The study found a strong and predictable relationship between fire activity and VPD across all global forest biomes. Generalized linear models accurately predicted the probability of fire occurrence in most biomes (median true positive rate of 0.73). VPD thresholds above which the daily probability of fire exceeds 50% varied across biomes, reflecting latitudinal gradients, with higher thresholds in subtropical and tropical biomes (median 2.7 kPa) and lower thresholds in temperate and boreal biomes (median 1.3 kPa). The frequency of days exceeding VPD thresholds also varied significantly across biomes. Climate change projections under high emissions scenarios (RCP8.5) showed substantial increases in the frequency of days exceeding VPD thresholds in all forest biomes by 2081-2100, with the most significant increases in tropical South America (at least 150 additional days per year).
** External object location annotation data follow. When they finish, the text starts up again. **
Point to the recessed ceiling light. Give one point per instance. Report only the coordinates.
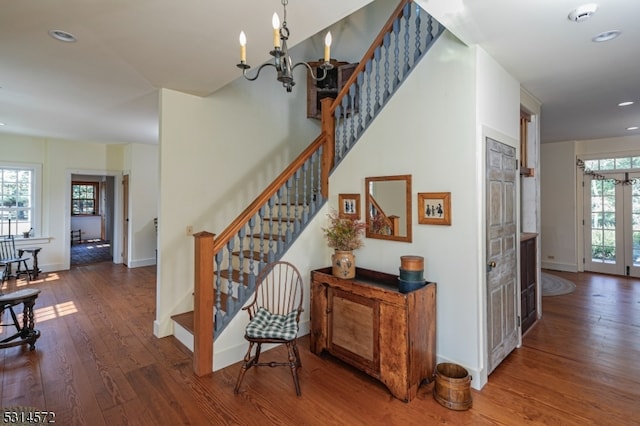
(582, 13)
(606, 36)
(62, 36)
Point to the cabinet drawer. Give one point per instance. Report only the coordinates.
(354, 329)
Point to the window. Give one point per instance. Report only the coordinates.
(84, 198)
(606, 164)
(17, 198)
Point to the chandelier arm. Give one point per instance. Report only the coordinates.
(324, 67)
(244, 71)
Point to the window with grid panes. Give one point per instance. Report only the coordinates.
(17, 199)
(84, 198)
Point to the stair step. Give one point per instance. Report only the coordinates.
(267, 237)
(279, 219)
(248, 254)
(235, 276)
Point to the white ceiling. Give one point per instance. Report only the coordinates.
(104, 86)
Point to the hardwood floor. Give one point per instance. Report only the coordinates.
(97, 363)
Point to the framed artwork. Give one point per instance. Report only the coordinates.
(434, 208)
(349, 205)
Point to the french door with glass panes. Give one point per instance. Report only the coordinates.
(612, 225)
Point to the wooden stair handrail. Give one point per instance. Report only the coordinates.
(388, 26)
(253, 208)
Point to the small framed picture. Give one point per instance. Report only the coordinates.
(434, 208)
(349, 205)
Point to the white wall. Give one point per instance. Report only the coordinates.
(432, 128)
(60, 159)
(216, 155)
(142, 167)
(558, 238)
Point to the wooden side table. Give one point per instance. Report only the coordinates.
(25, 332)
(33, 273)
(368, 323)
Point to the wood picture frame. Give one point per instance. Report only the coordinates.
(434, 208)
(349, 206)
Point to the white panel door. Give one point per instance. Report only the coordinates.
(502, 243)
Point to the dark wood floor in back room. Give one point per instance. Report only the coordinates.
(98, 363)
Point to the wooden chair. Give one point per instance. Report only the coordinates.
(274, 314)
(9, 256)
(76, 236)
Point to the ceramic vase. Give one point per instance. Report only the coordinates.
(344, 264)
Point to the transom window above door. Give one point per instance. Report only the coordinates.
(84, 198)
(619, 163)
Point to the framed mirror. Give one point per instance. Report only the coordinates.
(388, 201)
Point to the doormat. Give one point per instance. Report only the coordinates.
(552, 285)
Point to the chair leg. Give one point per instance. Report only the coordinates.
(295, 351)
(294, 362)
(247, 364)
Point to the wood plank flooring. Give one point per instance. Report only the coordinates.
(98, 363)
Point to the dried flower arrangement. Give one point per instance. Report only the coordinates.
(343, 233)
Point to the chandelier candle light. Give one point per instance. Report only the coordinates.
(282, 61)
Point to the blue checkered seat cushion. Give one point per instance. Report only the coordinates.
(266, 325)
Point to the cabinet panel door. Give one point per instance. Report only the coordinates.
(353, 329)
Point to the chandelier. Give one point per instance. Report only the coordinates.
(281, 60)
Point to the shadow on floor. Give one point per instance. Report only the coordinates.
(91, 251)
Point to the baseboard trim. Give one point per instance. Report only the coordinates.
(142, 262)
(565, 267)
Even under a lower emissions scenario (RCP4.5), widespread increases were projected. These increases were linked to significant exposure of carbon-rich forests (e.g., the Amazon) and human populations to increased fire risk. The study quantified this exposure using person-days and tonne-days of exposure to elevated fire risk conditions, highlighting the potential for substantial increases in both smoke-related health impacts and carbon loss.

The findings underscore the critical role of atmospheric water demand, as measured by VPD, in driving global forest fire activity. The strong correlation between VPD and fire probability demonstrates the potential for using VPD-based models to predict and manage fire risk under future climates. The projected increases in fire risk, particularly in carbon-rich tropical forests like the Amazon, highlight the significant threat to global carbon sinks and the potential for accelerating climate change through positive feedback loops. Similarly, the projections of increased exposure of human populations to wildfire smoke demonstrate substantial health risks in several regions. The study's findings emphasize the urgent need for mitigation strategies to reduce greenhouse gas emissions and adapt to the increasing fire risk. Improved fire management practices and ecosystem restoration efforts will also be crucial in mitigating the impacts of future fires.

This study provides compelling evidence of the strong link between VPD and global forest fire activity. The projected increases in fire risk under climate change highlight significant threats to global carbon sinks and human health. These findings underscore the urgency of climate change mitigation and adaptation strategies, including improved fire management and ecosystem restoration, to minimize future impacts.

The study acknowledges that other factors beyond VPD, such as human activity, fire weather, and long-term drying trends, influence fire activity. The models used did not explicitly account for these factors, which could influence the accuracy of predictions in specific regions. Furthermore, the spatial resolution of the data used might limit the accuracy of predictions at finer scales. The study focused on fire risk and did not explicitly model the resulting impacts, such as the actual area burned or economic losses.